GPR Localization and Ground Encoding
Summary
Ground-penetrating radar localization uses subsurface structure as a localization signal. Instead of matching cameras to appearance or LiDAR to surface geometry, localizing GPR measures below-ground reflectivity patterns that are often stable across weather, lighting, snow, dust, and surface-appearance changes.
This is an alternative localization modality, not radar odometry. Automotive or scanning radar observes above-ground reflectors and usually estimates motion from live radar scans. Localizing GPR looks downward, builds or uses a subsurface map, and localizes by matching underground signatures. Ground Encoding extends this idea into unknown or GPS-denied environments by learning relative factors between GPR image submaps and inserting them into a factor graph.
What It Is
GPR localization equips a vehicle with a downward-facing radar array that emits electromagnetic pulses into the ground and measures reflected energy from subsurface features. These features can include soil layers, rocks, utilities, roadbed composition, rebar, drainage, voids, and other dielectric discontinuities.
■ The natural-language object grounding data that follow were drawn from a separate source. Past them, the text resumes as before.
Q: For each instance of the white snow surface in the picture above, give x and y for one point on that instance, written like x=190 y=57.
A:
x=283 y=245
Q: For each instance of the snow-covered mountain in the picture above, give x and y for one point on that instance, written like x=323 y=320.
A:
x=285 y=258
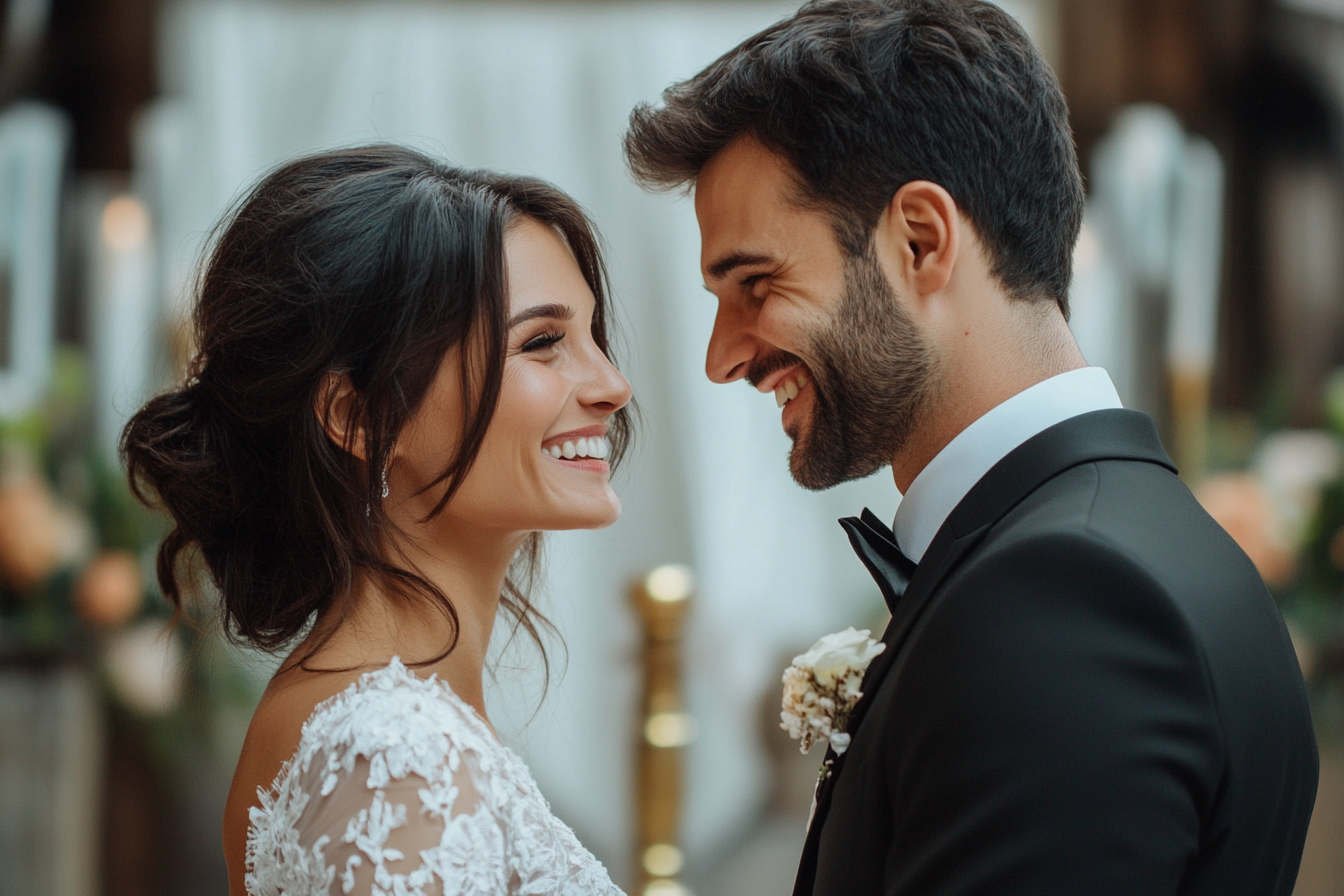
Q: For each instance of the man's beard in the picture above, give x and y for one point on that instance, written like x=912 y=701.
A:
x=871 y=378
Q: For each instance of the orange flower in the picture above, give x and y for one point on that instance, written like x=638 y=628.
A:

Two important method families:
- Map-based LGPR localization: build a prior subsurface map and localize live GPR scans against it using correlation or registration.
- Ground Encoding: form 2D GPR submaps from 1D measurements and learn relative sensor models that predict motion between non-sequential GPR image pairs for factor-graph correction.
Core Idea
The core assumption is that subsurface radar signatures are repeatable enough to act as a place-specific fingerprint. Surface conditions can change dramatically while the underground response remains more stable than lane markings, visual texture, snow-covered pavement, or LiDAR-visible clutter.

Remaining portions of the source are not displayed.